Domingo XXIII del tiempo ordinario (A)

Muy estimados amigos:

Me sugestiona con frecuencia un pensamiento. Es éste: el amor al prójimo, aunque no es el primero en el orden de los valores, puesto que la primacía corresponde al amor a Dios, a pesar de ello, se me convierte en la preocupación principal y más acuciante. El razonamiento es el siguiente: todo amor viene de Dios. Por consiguiente, mi amor al prójimo es consecuencia del amor que recibo de Dios; amor que intento devolverle, correspondiendo. Y es cuando veo que, en la práctica, no dispongo de ningún otro vehículo tan directo y viable para corresponder al amor de Dios, como a través del prójimo: amando al prójimo. Ahora comprendo que así cumplo toda la ley, como también comprenderemos todos que, viviendo todos así, la tierra sería la antesala del cielo. San Pablo a los romanos ha escrito: A nadie debáis nada, más que amor; porque el que ama a su prójimo tiene cumplido el resto de la ley.

Mas ¿cómo amar al prójimo? Pensemos en aquella persona que no causa ningún mal a los demás, ni de obra, ni de palabra, ni de pensamiento; que no juzga a nadie. Sería una persona de conciencia delicada que teme al mal y se aleja de él. Es un comportamiento verdaderamente encomiable, aunque todavía insuficiente, porque permanecemos aún en el aspecto negativo: evitar el mal.
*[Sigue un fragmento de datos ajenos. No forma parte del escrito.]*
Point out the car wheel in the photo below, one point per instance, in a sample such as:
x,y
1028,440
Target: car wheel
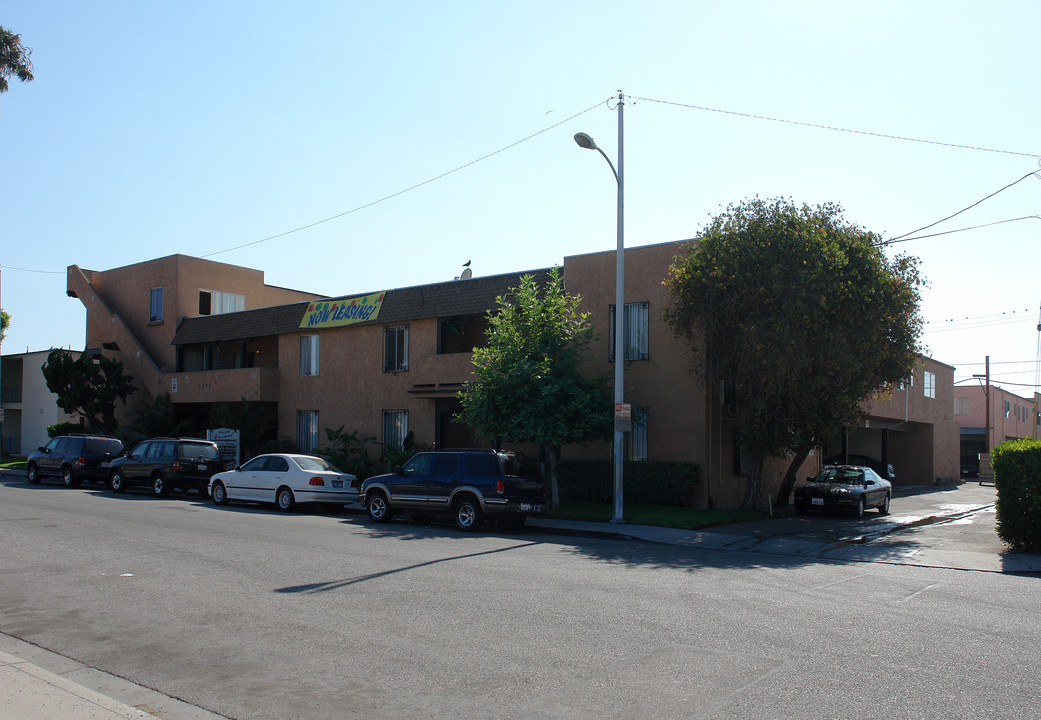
x,y
284,499
467,513
68,478
117,483
378,508
220,493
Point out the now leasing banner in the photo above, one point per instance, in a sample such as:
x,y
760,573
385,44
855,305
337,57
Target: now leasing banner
x,y
333,313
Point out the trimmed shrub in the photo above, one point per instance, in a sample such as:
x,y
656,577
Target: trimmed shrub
x,y
643,482
1017,477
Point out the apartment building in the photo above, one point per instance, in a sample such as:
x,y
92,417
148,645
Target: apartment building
x,y
391,361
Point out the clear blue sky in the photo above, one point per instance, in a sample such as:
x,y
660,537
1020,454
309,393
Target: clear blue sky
x,y
198,127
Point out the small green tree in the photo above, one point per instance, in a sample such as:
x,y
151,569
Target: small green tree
x,y
87,386
801,316
528,385
14,58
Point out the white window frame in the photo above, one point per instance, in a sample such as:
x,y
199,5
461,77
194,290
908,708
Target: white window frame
x,y
636,439
930,384
308,356
155,305
636,323
395,428
396,360
307,430
961,406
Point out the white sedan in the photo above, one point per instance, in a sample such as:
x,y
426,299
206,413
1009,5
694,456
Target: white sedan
x,y
284,480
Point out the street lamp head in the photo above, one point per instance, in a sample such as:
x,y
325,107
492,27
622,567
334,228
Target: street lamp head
x,y
585,142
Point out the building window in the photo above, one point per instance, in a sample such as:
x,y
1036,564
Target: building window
x,y
635,444
155,305
308,355
218,303
307,430
395,428
961,406
635,328
396,349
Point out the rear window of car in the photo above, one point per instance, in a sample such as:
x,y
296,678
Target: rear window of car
x,y
316,464
200,449
481,465
100,445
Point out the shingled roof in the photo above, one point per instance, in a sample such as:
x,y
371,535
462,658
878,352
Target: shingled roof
x,y
476,296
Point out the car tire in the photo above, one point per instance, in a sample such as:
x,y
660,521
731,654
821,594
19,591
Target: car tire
x,y
117,483
220,493
467,513
69,478
284,499
378,508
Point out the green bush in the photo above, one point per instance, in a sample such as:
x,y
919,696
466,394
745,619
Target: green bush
x,y
643,482
1017,477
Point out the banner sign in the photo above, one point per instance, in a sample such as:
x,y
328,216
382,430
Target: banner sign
x,y
333,313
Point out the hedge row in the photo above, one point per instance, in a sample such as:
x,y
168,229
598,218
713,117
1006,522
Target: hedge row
x,y
643,482
1017,477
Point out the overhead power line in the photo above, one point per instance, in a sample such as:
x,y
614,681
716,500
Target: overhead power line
x,y
818,126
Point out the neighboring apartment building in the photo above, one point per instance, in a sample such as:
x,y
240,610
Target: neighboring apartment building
x,y
1011,417
386,362
28,406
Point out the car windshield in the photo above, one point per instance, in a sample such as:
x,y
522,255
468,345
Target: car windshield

La palabra de Dios que hemos escuchado nos exige mucho más y nos urge a entrar en el aspecto positivo: ayudar al pobre y al desvalido y estar al lado del que sufre o simplemente nos necesita. Aquél que ha llegado a este estado ha dado un paso muy serio en el amor al prójimo, pero no es todo, porque el hermano tiene otras necesidades que trascienden lo material y físico. Más allá está su vida espiritual, la vida de fe, que es la máxima riqueza y la más necesaria para tener acceso a la felicidad a que Dios le llama.

Es ahí donde tienen cabida las palabras del profeta Ezequiel: Si yo digo al malvado: ¡Malvado, eres reo de muerte!, y tú no hablas, poniendo en guardia al malvado para que cambie de conducta, el malvado morirá por su culpa pero a ti te pediré cuenta de su sangre. Aquel que conoce a Dios y el destino eterno de los hombres, el que tiene un buen nivel de fe, no puede eludir la obligación sagrada de comunicarlo a quien no lo sabe, de ayudarle a aceptar a Dios y confiar en él. Dicho de otro modo: quien tiene fe no puede guardarse para él solo tan gran tesoro, antes lo ha de compartir con los que no lo tienen o no han alcanzado todavía la edad de descubrirlo.

La transmisión de la fe a los demás se hace, ante todo, confesándola en tiempo oportuno con valentía y sin complejos -cosa que nos obliga a profundizarla y a informarnos mejor- y comprometiéndose en las actividades pastorales que estén a nuestro alcance como, por ejemplo, en la Catequesis a los niños. Otra de las ocasiones privilegiadas será compartir con los demás nuestra vida de oración en los actos litúrgicos, como lo estamos haciendo ahora. Nos dejó dicho Jesús: Os aseguro que (…) donde dos o tres están reunidos en mi nombre, allí estoy yo en medio de ellos.

Por último, y de manera eminente, comunicamos nuestra fe cuando nuestra vida personal y social es coherente con lo que creemos y, con naturalidad y sencillez, damos testimonio de esforzarnos para vivir amando a Dios y al prójimo, no sólo de palabra, sino con las obras de verdad.